UK anaerobic digestion industry surpasses 100 plant 'milestone'
The number of anaerobic digestion (AD) plants in the UK outside of the water industry has nearly doubled since September 2011, exceeding the 100 mark for the first time, according to figures released today.
Gathered by bioeconomy consultants NNFCC and the Waste & Resources Action Programme (WRAP), the figures reveal that currently there are 106 AD plants outside of the water industry. Combined they process up to 5.1 million tonnes of food and farm waste every year and have an installed electrical capacity of more than 88MWe.
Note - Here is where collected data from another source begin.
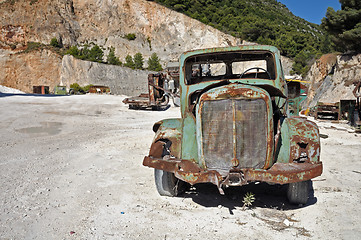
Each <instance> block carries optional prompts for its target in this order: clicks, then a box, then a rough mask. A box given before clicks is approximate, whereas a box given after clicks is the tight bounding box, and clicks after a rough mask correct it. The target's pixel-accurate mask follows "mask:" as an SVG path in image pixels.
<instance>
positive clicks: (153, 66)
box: [148, 53, 163, 71]
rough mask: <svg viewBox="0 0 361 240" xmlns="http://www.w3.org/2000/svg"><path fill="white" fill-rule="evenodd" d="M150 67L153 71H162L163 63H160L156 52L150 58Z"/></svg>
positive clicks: (150, 56) (152, 54)
mask: <svg viewBox="0 0 361 240" xmlns="http://www.w3.org/2000/svg"><path fill="white" fill-rule="evenodd" d="M148 69H149V70H151V71H162V70H163V68H162V65H160V63H159V58H158V55H157V54H156V53H153V54H152V55H151V56H150V58H149V59H148Z"/></svg>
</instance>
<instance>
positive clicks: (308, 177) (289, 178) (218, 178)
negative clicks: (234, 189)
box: [143, 157, 322, 188]
mask: <svg viewBox="0 0 361 240" xmlns="http://www.w3.org/2000/svg"><path fill="white" fill-rule="evenodd" d="M143 165H144V166H148V167H152V168H156V169H161V170H164V171H167V172H172V173H174V174H175V176H176V177H177V178H179V179H181V180H183V181H186V182H188V183H190V184H196V183H204V182H211V183H213V184H215V185H217V186H218V188H220V187H221V186H222V185H229V184H230V178H231V177H232V176H235V175H238V176H239V178H240V179H239V181H238V183H237V184H234V182H233V184H231V185H233V186H236V185H238V186H241V185H245V184H247V183H248V182H253V181H262V182H269V183H278V184H286V183H293V182H299V181H306V180H309V179H312V178H314V177H316V176H319V175H321V174H322V163H316V164H312V163H275V164H274V165H273V166H272V167H271V168H270V169H268V170H264V169H252V168H245V169H232V171H231V172H230V173H229V174H228V175H227V176H226V177H222V176H221V175H220V174H219V173H218V172H217V171H215V170H204V169H201V168H200V167H199V166H198V165H197V164H195V163H193V162H191V161H187V160H181V159H178V158H169V159H160V158H152V157H145V158H144V161H143Z"/></svg>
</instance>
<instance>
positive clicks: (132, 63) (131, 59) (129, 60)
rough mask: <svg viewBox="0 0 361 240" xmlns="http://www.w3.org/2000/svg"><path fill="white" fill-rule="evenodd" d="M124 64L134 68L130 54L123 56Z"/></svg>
mask: <svg viewBox="0 0 361 240" xmlns="http://www.w3.org/2000/svg"><path fill="white" fill-rule="evenodd" d="M124 66H125V67H129V68H132V69H134V68H135V65H134V61H133V58H132V56H130V55H127V56H126V57H125V64H124Z"/></svg>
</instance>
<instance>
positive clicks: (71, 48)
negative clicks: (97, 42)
mask: <svg viewBox="0 0 361 240" xmlns="http://www.w3.org/2000/svg"><path fill="white" fill-rule="evenodd" d="M65 54H70V55H72V56H74V57H75V58H78V59H81V60H88V61H92V62H103V57H104V52H103V50H102V49H101V47H99V46H98V45H96V44H95V45H94V46H93V47H92V48H90V49H89V45H84V46H83V47H82V48H80V49H79V48H78V47H77V46H72V47H70V48H69V49H68V50H67V51H66V52H65Z"/></svg>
NNFCC head of biomass and biogas Lucy Hopwood said: "This is a significant milestone for the anaerobic digestion industry in the UK and highlights the broad range of companies turning to AD for waste management and to generate renewable heat and electricity.
"Recent actions and innovations in technology development, training and process optimisation have led to greater opportunities and a more robust industry. For investors anaerobic digestion is an easy win with good returns, support from a number of Government incentives and low investment risk," she added.
Almost half of the AD plants currently in operation are 'community' digesters, where food waste is collected from multiple sources, such as supermarkets, hospitality providers and households, to be converted into heat, power and fertiliser.
A further 30% use 'agricultural' feedstocks, like slurry, manure, crops or residues and the remaining digesters are 'industrial' sites treating on-site waste such as brewery effluent and food processing residues.
Commenting on the achievement, a Defra spokesperson said: "AD is a valuable technology that can turn food and farm waste into renewable energy and valuable fertiliser, we welcome the continuing development of the sector from 54 plants when the AD Strategy was published in June 2011 to more than 100 now,"
"Working with stakeholders, we continue to take forward the AD Strategy and Action Plan which is tackling the barriers to further uptake of AD."